Walk Your Heart to Health

Peripheral artery disease patients should consider walking instead of stenting

(RxWiki News) Hold off on getting a stent if you suffer from peripheral artery disease (PAD). A simpler and less invasive supervised exercise program may better improve walking ability in patients with clogged blood vessels to the legs.

Both the exercise program and angioplasty to open clogged arteries and stenting were found to improve walking ability better than the standard therapy of walking at home and taking Pletal (Cilostazol) to improve blood flow.

"Ask your doctor if supervised exercise would be beneficial for PAD."

Dr. Timothy Murphy, study lead author and professor in the diagnostic-imaging department at the Warren Alpert Medical School of Brown University, said that evidence suggests that patients who receive the usual medical care do not enjoy a substantial improvement in their symptoms.

About 2 million of the 9 million who suffer from PAD suffer from leg muscle pain when they exercise. The use of stents has increased, and exercise is encouraged less frequently, but the effectiveness of the various treatments was unclear.

During the study, called CLaudication: Exercise Vs Endoluminal Revascularization Study (CLEVER, researchers enrolled 111 PAD patients with an average age of 64 from 29 U.S. medical centers. Just over 60 percent were men. More than half smoked and about 25 percent had diabetes.  The study began in 2007 and will conclude in January 2012 after 18 months of follow up.
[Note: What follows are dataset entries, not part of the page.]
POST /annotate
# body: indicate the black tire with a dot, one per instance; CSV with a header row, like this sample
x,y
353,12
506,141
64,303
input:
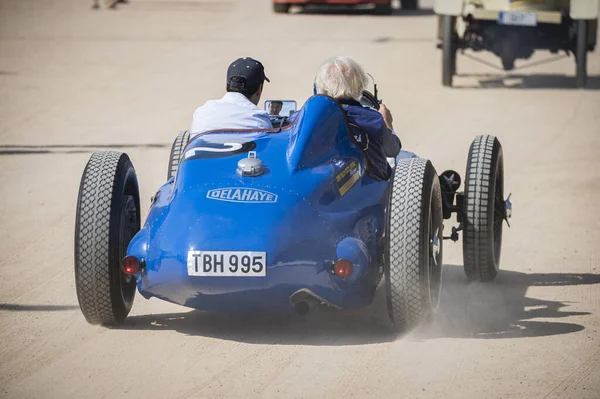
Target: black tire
x,y
107,219
280,8
177,152
581,53
413,272
484,211
409,4
448,50
383,9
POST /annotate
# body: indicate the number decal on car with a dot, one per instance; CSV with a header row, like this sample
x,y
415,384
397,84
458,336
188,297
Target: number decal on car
x,y
227,263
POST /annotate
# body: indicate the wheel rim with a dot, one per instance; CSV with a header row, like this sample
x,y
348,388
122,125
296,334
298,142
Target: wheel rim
x,y
499,214
435,256
128,229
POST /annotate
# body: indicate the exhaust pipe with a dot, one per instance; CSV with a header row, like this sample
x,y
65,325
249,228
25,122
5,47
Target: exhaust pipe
x,y
302,308
304,300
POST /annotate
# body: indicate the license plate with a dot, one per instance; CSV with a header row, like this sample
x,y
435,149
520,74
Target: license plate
x,y
227,263
517,18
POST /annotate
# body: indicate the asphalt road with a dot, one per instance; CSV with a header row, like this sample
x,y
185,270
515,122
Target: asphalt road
x,y
73,81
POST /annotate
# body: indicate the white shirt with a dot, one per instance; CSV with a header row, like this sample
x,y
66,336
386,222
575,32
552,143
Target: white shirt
x,y
233,111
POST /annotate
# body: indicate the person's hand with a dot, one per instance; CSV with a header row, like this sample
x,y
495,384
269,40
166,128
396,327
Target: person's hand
x,y
387,116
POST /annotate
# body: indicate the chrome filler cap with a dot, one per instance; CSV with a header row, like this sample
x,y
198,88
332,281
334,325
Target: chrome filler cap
x,y
250,166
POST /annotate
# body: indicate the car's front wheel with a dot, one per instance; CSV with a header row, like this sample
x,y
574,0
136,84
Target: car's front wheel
x,y
177,152
108,216
413,269
484,209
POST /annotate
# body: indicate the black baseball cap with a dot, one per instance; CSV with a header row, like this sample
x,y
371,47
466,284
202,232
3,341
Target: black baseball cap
x,y
249,69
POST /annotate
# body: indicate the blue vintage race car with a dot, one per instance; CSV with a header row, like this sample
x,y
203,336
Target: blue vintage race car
x,y
284,219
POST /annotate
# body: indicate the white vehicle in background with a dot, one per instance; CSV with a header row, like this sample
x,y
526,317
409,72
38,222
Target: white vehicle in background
x,y
514,29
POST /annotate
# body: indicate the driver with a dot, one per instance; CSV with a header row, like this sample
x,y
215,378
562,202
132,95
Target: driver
x,y
344,79
238,108
275,108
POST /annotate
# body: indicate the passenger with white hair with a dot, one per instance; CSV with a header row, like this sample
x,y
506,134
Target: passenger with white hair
x,y
344,79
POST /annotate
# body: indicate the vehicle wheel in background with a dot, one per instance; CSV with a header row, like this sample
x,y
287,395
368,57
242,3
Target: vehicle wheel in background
x,y
107,219
383,9
448,49
581,53
281,8
409,4
483,209
413,267
177,152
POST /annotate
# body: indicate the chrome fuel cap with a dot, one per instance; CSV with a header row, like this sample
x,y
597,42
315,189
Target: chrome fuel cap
x,y
250,166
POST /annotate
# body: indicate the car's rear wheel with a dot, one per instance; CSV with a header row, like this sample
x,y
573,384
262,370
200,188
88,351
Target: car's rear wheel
x,y
107,218
409,4
281,8
484,209
413,270
177,152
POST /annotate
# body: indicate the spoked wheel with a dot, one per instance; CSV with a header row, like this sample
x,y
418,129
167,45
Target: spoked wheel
x,y
177,152
581,53
409,4
107,219
484,209
281,8
383,9
413,270
449,49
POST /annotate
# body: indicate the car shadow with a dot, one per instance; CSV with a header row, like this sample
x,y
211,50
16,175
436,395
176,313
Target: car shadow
x,y
332,10
468,310
520,81
501,309
16,149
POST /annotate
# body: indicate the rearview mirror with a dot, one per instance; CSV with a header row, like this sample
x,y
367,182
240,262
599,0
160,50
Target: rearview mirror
x,y
280,107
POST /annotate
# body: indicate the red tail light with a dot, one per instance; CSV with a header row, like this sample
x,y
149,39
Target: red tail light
x,y
342,268
130,265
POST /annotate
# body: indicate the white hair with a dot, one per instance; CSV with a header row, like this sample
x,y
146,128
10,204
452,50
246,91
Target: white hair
x,y
341,77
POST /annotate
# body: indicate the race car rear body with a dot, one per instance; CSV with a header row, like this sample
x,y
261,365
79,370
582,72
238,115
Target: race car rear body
x,y
220,239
Patients were randomly assigned to walking at home and taking Cilostazol, or the same approach with the addition or supervised treadmill exercise or stent placement to reduce artery narrowing.

After six months patients in the supervised exercise program had significantly increased their walking time on a treadmill as did patients who received stents. Participants who exercised at home showed little improvement.

Among the group that took medication and engaged in supervised exercise, their walking time improved by 5.8 minutes, while the stenting group improved by 3.7 minutes. The home exercise group improved by 1.2 minutes.

Patients in both the supervised exercise and stent groups scored better on a variety of quality of life measurements., but those in the stent group described a better quality of life compared to the supervised- or home-exercise programs.

The research was recently presented at the American Heart Association's annual meeting in Orlando, Fla., and also simultaneously published in Circulation: Journal of the American Heart Association.